Die planetaren Grenzen aus heutiger Sicht
Der rein naturwissenschaftliche Ansatz der planetaren Grenzen hingegen macht keine Annahmen über zukünftige Innovationen. 2009 haben Johan Rockström, Direktor des PotsdamInstituts für Klimafolgenforschung, und eine Gruppe internationaler Wissenschaftler neun Prozesse definiert, welche die Stabilität und Resilienz des Erdsystems regulieren und damit menschliches Leben auf dem Planet Erde ermöglichen (siehe Grafik). Der bekannteste Prozess ist sicher der Klimawandel. Aber auch die Integrität der Biosphäre rückt immer mehr ins Bewusstsein, wie auch die Agenda der Abstimmungen in der Schweiz zeigt. Die Rate des Artensterbens ist heutzutage zum Beispiel bis zu 100-mal höher als im Durchschnitt der vergangenen 10 Millionen Jahre. Auch Prozesse, von denen wenig in den Medien zu lesen ist, werden von den Wissenschaftlern aufgeführt. Dazu gehören zum Beispiel neuartige Substanzen, die Landnutzung und Süsswasser, der Stoffkreislauf, die Ozeanversauerung, die Luftverschmutzung und die Ozonschicht. Für jeden dieser Prozesse haben die Wissenschaftler Grenzwerte definiert, deren Einhaltung für menschliches Leben auf der Erde wichtig ist. Das Fazit? Sechs von neun Grenzen sind aktuell überschritten.
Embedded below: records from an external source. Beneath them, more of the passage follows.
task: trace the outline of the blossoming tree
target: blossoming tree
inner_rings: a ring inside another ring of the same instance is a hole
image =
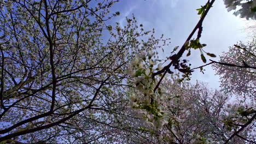
[[[205,66],[191,69],[184,52],[198,51],[204,63],[216,57],[200,41],[215,1],[197,9],[198,23],[165,61],[155,49],[168,39],[155,38],[135,17],[124,27],[108,25],[119,14],[109,13],[117,1],[1,1],[0,142],[226,143],[238,135],[250,142],[242,131],[254,124],[254,108],[225,111],[226,96],[184,82]],[[183,73],[175,82],[166,79],[171,68]],[[193,118],[202,122],[195,127]]]

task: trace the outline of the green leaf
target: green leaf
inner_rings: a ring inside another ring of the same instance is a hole
[[[206,54],[207,54],[208,56],[210,56],[210,57],[216,57],[216,56],[214,54],[213,54],[213,53],[206,53]]]
[[[202,61],[203,61],[203,62],[206,63],[206,59],[205,58],[205,56],[203,56],[203,54],[201,55],[201,59],[202,59]]]
[[[189,52],[188,52],[188,54],[187,54],[187,56],[188,57],[190,55],[190,51],[189,51]]]

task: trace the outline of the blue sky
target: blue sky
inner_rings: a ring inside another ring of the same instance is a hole
[[[121,0],[112,8],[112,11],[119,11],[120,16],[117,20],[122,25],[125,17],[131,17],[132,14],[139,23],[143,24],[146,31],[154,28],[156,35],[164,34],[165,38],[170,38],[171,45],[166,47],[162,57],[170,56],[168,53],[176,46],[182,46],[188,35],[198,22],[200,16],[196,9],[203,5],[206,0]],[[223,1],[216,1],[203,23],[203,32],[200,39],[201,43],[207,46],[205,51],[218,56],[227,51],[228,47],[237,41],[247,41],[247,34],[245,28],[251,22],[241,19],[228,12]],[[209,59],[210,57],[206,57]],[[193,66],[196,67],[203,63],[199,51],[194,51],[189,57]],[[211,58],[213,59],[213,58]],[[209,61],[208,61],[208,62]],[[219,77],[211,66],[205,68],[206,73],[202,74],[199,70],[193,73],[193,82],[196,80],[209,83],[212,88],[219,86]]]

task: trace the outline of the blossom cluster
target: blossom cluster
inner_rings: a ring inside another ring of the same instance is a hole
[[[211,135],[210,135],[211,136]],[[212,140],[211,138],[206,139],[202,137],[202,136],[199,135],[198,134],[196,134],[194,132],[192,132],[190,134],[190,137],[191,139],[191,143],[197,144],[197,143],[202,143],[202,144],[211,144],[211,143],[220,143],[219,141],[216,141]]]
[[[130,96],[130,107],[146,125],[161,130],[168,122],[168,117],[160,104],[163,93],[160,88],[154,91],[157,82],[153,74],[162,69],[162,64],[158,64],[161,61],[158,59],[153,61],[155,53],[149,51],[137,54],[129,66],[127,73],[133,79],[136,89]]]

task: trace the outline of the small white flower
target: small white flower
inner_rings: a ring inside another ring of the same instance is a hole
[[[162,69],[162,63],[158,64],[158,70],[161,70],[161,69]]]
[[[148,53],[147,53],[147,56],[149,58],[151,58],[154,55],[155,55],[154,52],[153,52],[152,51],[148,51]]]
[[[139,57],[143,59],[146,59],[147,53],[145,51],[143,51],[139,53]]]
[[[152,59],[150,59],[149,60],[149,65],[150,65],[150,67],[153,67],[154,65],[154,63],[153,62],[153,61],[152,61]]]
[[[150,70],[149,69],[147,69],[145,71],[145,74],[147,76],[149,76],[150,74]]]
Sind wir nun doch dem Untergang geweiht?
Die naturwissenschaftliche Betrachtungsweise des Status quo zeichnet also kein gutes Bild unseres Planeten. Im Gegenteil: Während die Grenzen des Wachstums den Niedergang zumindest erst in der Zukunft verorteten, zeigen uns die planetaren Grenzen an, dass sechs von neun Grenzen bereits heute überschritten sind. Das muss trotzdem nicht bedeuten, dass wir zwangsläufig dem Untergang geweiht sind. Wir sollten uns nicht als letzte Generation sehen, erläutert auch die schottische Datenwissenschaftlerin Hannah Ritchie in ihrem Buch «Not the end of the world». In Ländern wie etwa Deutschland, der Schweiz oder auch den USA ist zum Beispiel das Wirtschaftswachstum bei einer Pro-Kopf-Betrachtung durch höhere Energieeffizienz und den Einsatz erneuerbarer Energien schon heute von den CO2-Emissionen entkoppelt. Nach Ritchie können wir also auch die erste Generation sein – die erste Generation, die nachhaltig lebt.